Published:December 29, 2022DOI:


      • The mothers described caregiving demands in meeting their children's needs, causing them to abandon other responsibilities
      • The mothers reported withdrawal from social occasions, mainly because of the offensive comments from others
      • The mothers reported feelings of uncertainty and concerns about the child's future, and considering abortion as a solution
      • Receiving support from their significant others and gaining knowledge were important factors to easing their adaptation process



      Available literature showed that mothers of children with hydrocephalus experience many challenges. Studies that described mothers' experiences in caring for their children with hydrocephalus are limited. Understanding the mothers' experiences and challenges is essential and may enable the provision of increased knowledge and support for these mothers.
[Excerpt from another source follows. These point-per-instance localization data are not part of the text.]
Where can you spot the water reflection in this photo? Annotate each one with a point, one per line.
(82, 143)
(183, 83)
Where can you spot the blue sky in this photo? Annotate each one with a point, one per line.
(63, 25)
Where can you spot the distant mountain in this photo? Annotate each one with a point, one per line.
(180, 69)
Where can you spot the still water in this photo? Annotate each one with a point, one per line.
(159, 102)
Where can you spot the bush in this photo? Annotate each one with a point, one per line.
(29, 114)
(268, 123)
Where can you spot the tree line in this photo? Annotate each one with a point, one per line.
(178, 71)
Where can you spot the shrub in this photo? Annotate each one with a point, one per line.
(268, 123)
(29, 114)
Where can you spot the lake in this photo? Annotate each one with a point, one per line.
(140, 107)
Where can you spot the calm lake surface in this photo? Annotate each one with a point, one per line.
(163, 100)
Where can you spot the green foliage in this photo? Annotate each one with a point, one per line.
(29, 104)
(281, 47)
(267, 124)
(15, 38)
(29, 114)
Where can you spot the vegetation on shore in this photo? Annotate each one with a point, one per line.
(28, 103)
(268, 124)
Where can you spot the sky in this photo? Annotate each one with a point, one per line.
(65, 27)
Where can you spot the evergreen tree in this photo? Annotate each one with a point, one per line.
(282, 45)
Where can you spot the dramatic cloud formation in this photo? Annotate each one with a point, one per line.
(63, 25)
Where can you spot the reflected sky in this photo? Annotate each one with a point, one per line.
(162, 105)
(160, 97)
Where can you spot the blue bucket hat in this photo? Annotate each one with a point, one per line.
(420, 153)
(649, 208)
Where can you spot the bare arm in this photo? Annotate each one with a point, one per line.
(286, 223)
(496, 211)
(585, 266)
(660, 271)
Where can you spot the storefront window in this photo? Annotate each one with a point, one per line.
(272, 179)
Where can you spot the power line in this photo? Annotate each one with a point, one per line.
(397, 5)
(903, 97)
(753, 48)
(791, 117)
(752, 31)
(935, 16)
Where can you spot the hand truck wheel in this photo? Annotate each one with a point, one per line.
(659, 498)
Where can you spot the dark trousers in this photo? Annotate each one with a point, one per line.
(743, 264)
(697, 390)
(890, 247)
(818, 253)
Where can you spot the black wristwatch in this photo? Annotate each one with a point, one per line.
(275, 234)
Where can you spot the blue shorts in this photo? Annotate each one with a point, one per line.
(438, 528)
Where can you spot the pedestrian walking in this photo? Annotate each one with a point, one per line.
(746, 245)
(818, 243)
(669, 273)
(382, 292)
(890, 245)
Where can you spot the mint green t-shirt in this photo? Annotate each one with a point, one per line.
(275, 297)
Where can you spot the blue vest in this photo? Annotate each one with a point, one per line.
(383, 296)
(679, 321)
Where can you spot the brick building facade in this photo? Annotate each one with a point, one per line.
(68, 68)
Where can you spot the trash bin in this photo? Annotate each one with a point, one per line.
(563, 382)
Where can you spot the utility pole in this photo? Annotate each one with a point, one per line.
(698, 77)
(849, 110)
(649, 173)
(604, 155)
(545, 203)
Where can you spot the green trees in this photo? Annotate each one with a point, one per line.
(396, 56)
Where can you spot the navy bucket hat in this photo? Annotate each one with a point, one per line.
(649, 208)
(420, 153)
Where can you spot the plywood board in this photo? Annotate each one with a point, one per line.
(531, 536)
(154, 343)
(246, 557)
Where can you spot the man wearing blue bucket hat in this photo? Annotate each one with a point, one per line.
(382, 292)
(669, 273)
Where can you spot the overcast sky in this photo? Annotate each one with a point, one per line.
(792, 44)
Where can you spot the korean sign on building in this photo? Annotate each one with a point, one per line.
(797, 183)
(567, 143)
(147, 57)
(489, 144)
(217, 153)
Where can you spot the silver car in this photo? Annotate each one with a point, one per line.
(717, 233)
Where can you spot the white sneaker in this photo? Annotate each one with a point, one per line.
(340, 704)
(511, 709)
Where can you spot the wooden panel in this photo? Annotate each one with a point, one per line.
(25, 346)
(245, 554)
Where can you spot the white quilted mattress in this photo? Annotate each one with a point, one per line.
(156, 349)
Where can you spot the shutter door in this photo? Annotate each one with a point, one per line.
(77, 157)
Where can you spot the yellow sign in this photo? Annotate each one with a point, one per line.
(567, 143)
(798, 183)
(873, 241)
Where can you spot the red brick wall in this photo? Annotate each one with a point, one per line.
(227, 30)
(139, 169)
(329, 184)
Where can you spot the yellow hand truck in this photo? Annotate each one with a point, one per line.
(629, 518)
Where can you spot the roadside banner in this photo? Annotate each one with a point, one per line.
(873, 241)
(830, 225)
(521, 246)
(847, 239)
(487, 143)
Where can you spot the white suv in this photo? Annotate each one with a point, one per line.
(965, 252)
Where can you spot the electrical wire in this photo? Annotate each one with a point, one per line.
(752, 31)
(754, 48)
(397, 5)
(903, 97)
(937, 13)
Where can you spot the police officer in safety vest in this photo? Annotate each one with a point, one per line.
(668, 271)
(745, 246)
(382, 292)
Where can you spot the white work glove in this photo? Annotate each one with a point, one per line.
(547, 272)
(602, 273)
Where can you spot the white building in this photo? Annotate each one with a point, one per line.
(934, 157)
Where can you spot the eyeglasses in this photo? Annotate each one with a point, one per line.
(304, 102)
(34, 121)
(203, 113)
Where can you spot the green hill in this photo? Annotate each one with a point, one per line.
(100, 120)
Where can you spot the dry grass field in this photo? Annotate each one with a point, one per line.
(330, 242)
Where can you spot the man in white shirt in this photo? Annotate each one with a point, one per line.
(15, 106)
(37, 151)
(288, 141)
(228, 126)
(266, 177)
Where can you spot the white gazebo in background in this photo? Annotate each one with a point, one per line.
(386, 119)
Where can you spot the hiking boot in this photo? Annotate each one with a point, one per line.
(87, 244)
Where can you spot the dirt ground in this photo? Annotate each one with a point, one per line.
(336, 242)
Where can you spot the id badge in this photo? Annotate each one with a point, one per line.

      The aim of this study was to explore the lived experiences of Jordanian mothers of children with hydrocephalus.


      A phenomenological descriptive approach was applied in this study, using semi-structured interviews with a purposive sample of 10 mothers of children with hydrocephalus. Transcribed interviews were analyzed using thematic approach.


      Three main themes that explored the mothers' experiences emerged from the data analysis process. The first theme was the impact of living with a child with hydrocephalus. Four subthemes comprise this theme; namely the mothers' initial response, overwhelming responsibilities, social withdrawal, and adapting: loving the baby and growing stronger. The second theme was related to the support system. Two subthemes compose this theme; the role of husband, and social support. The last theme was related to feelings of uncertainty. Two subthemes constitute this theme; concerns about the child's future and considering abortion as a solution.


      The mothers in this study were found to have experienced many intense feelings and to have faced many stressors and difficulties associated with the different stages of their child's illness. This study provides evidence that could be used to develop guidelines to support mothers of children with hydrocephalus.